GMonkeyLouie writes "The website for President-elect Obama's transition team, Change.gov, has unveiled a section called Open for Questions, which lets users submit questions and vote them up or down, in an effort to let the collaborative mind produce the questions that are the most important to the American populace (or at least the web-savvy portion). The page is powered by Google Moderator. It was unveiled yesterday, and CNet reports that when they went to post last night, '159,890 had voted on 1,986 questions from 3,255 people.'"

3 of 436 comments (clear)

  1. Transparently Inconvenient by Anonymous Coward · · Score: 5, Interesting

    The website allows for greater transparency... or greater ability to bury unwanted/uncomfortable questions while seeming more transparent.

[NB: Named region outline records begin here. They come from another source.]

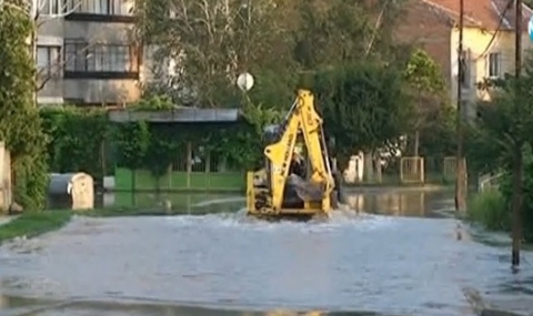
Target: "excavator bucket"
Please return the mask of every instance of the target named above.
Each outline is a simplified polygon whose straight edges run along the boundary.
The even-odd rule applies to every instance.
[[[323,185],[305,181],[295,174],[291,174],[288,185],[293,186],[298,196],[303,201],[322,201],[324,195]]]

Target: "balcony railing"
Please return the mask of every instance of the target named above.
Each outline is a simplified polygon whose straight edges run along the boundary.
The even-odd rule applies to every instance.
[[[94,44],[66,40],[67,79],[139,79],[140,49],[133,44]]]
[[[53,0],[51,0],[53,1]],[[56,0],[59,1],[59,0]],[[133,22],[133,0],[66,0],[67,20]]]

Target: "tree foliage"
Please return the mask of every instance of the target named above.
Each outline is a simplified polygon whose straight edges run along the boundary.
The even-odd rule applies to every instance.
[[[172,86],[203,106],[238,100],[243,71],[288,69],[290,38],[274,18],[283,1],[138,0],[137,7],[138,33],[158,45],[155,60],[177,62]]]
[[[105,143],[111,133],[104,110],[43,108],[40,116],[51,140],[48,164],[53,172],[87,172],[97,180],[104,176]]]
[[[470,155],[481,171],[494,171],[497,167],[505,171],[506,176],[501,186],[505,204],[512,206],[513,213],[525,214],[525,217],[531,220],[532,55],[525,60],[523,72],[520,78],[507,74],[504,79],[485,82],[484,89],[491,92],[492,100],[479,104],[479,129],[474,131],[474,139],[471,140],[475,152],[471,151]],[[524,225],[524,222],[516,224]],[[529,237],[532,237],[533,227],[529,224],[524,227],[527,228]]]
[[[11,152],[14,200],[26,210],[44,206],[48,185],[47,135],[33,100],[33,60],[27,39],[32,31],[30,17],[6,1],[0,10],[0,140]]]
[[[315,78],[325,128],[338,152],[373,151],[405,133],[412,113],[401,73],[376,63],[358,63],[324,71]]]
[[[414,130],[413,152],[420,154],[420,147],[432,146],[435,131],[439,136],[450,136],[450,104],[444,98],[444,78],[436,62],[422,49],[413,51],[403,72],[409,94],[414,101],[412,126]],[[446,120],[447,119],[447,120]],[[428,139],[428,133],[430,137]],[[421,144],[421,140],[425,141]],[[429,141],[429,142],[428,142]],[[438,141],[438,143],[441,143]],[[442,149],[445,152],[445,149]]]

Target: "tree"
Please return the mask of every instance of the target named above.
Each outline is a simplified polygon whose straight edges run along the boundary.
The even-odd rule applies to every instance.
[[[157,63],[174,61],[172,89],[220,106],[240,98],[235,81],[243,71],[258,74],[259,85],[261,73],[276,71],[278,81],[290,73],[291,38],[279,24],[284,7],[270,0],[139,0],[138,34],[157,47]]]
[[[405,1],[299,0],[294,58],[309,72],[374,59],[391,62],[392,28]],[[356,17],[356,19],[354,19]]]
[[[480,104],[479,135],[512,174],[513,266],[520,263],[515,243],[522,238],[521,213],[523,201],[524,151],[533,145],[533,57],[525,60],[520,78],[506,75],[503,80],[485,82],[492,92],[491,102]],[[519,244],[520,245],[520,244]]]
[[[401,72],[380,63],[346,64],[316,74],[325,129],[335,137],[339,157],[373,152],[409,131],[411,106]]]
[[[410,94],[415,100],[414,128],[414,156],[420,155],[420,131],[428,124],[435,124],[431,120],[440,112],[443,105],[444,80],[439,65],[423,50],[418,49],[411,55],[405,67],[404,77],[410,86]]]
[[[16,201],[38,210],[46,202],[48,140],[32,96],[36,70],[27,40],[33,24],[23,6],[13,0],[0,7],[0,139],[11,152]]]

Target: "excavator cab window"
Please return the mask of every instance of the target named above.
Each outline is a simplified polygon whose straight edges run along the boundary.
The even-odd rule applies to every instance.
[[[296,141],[296,144],[294,145],[294,151],[292,153],[289,174],[295,174],[301,179],[306,179],[308,166],[309,166],[309,163],[305,154],[303,136],[301,135],[301,133],[299,133],[298,141]]]

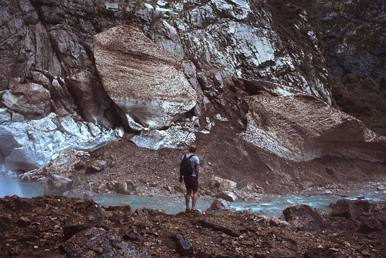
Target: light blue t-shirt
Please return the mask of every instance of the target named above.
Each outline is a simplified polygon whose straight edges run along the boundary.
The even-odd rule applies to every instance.
[[[193,155],[193,154],[191,153],[188,153],[186,154],[186,157],[191,157]],[[185,155],[184,155],[182,156],[182,157],[181,158],[181,161],[182,160],[182,159],[184,158],[185,156]],[[200,159],[198,159],[198,157],[196,155],[195,155],[195,156],[193,158],[190,159],[189,159],[190,160],[190,163],[191,163],[192,167],[193,168],[193,173],[192,174],[192,176],[196,176],[196,164],[200,164]]]

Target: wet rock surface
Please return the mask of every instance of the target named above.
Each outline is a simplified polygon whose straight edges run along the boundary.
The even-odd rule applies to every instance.
[[[287,221],[292,220],[303,220],[309,222],[310,229],[321,229],[323,218],[315,208],[304,204],[289,207],[283,211]]]
[[[332,214],[337,217],[342,217],[346,219],[357,219],[359,216],[358,207],[349,200],[340,200],[334,205]]]
[[[371,203],[369,212],[360,212],[357,220],[323,214],[323,231],[278,227],[273,224],[279,221],[277,218],[266,219],[247,210],[166,214],[145,208],[132,213],[129,207],[108,208],[92,200],[59,196],[0,198],[0,255],[220,258],[386,254],[383,203]],[[366,227],[366,219],[367,226],[377,226]],[[136,237],[125,236],[134,232]]]

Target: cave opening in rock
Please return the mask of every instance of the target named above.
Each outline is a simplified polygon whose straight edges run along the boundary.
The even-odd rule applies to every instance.
[[[259,95],[263,89],[260,88],[258,85],[256,83],[252,83],[250,81],[247,80],[244,80],[244,86],[245,91],[250,96]]]

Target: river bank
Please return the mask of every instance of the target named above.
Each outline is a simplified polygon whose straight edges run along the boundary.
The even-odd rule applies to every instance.
[[[351,217],[314,213],[302,224],[298,221],[307,216],[298,218],[298,224],[289,220],[292,225],[284,215],[270,218],[248,210],[167,214],[146,208],[132,212],[129,205],[102,207],[90,199],[8,196],[0,198],[0,255],[384,257],[386,203],[362,204]],[[378,227],[366,227],[376,223]],[[217,227],[208,227],[211,224]]]

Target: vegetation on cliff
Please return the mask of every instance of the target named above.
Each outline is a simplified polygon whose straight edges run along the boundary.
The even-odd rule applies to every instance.
[[[352,73],[342,82],[336,82],[332,97],[338,108],[362,121],[369,129],[386,135],[386,84],[378,84],[370,77],[361,83]]]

    http://www.politico.com/blogs/bensmith/1208/Blagojevich_questions_censored_on_Transition_site.html?showall

  2. Re:Ahh, true democracy by m4cph1sto · · Score: 5, Interesting

    I'm quite glad we live in a republic, where the stupid elect those who have demonstrated they at least have machiavellian intelligence. It's fortunate for all of us that one breed of intelligence usually includes others as well. -_-

    Does it really? This report begs to differ. Elected officials are actually dumber than the general public, at least when it comes to civic literacy: Elected Officials Score Lower than the General Public In Civic Literacy Test

  3. Re:Ahh, true democracy by gumbobear · · Score: 5, Interesting
    The Federalist Papers were, objectively speaking, propaganda pieces written to persuade the states to adopt the Constitution. This is not to disparage them, but it's just a reminder that they were not neutral analytical pieces, they were persuasive works.

    The structural mechanisms described were put in place for 2 reasons. First, because many viewed the federal government as a creation of the states (not from we the people). Second, it protects state sovereignty against federal encroachment. Thus the states could reign in a national government that some were afraid would be less representative of the people.

    That's why the Bill of Rights does not, by a strict textual analysis, apply to the states. See Barron v. Mayor of Baltimore (a seminal John Marshall caase). At the time, no one suspected that the states would, in time, become the main oppressors of freedom.

    But that's why Federalist 46 is interesting. Madison argues that the power of all governments, both state and national, originate from the people, and if in the future the people should choose to place their confidence in one or another, they should be empowered to do so.

    So contrary to the popular "wisdom," the founding fathers were not as hostile to democracy as people like to claim. The Federalists (Adams) were afraid, but the Democrats (Jefferson) were all for it.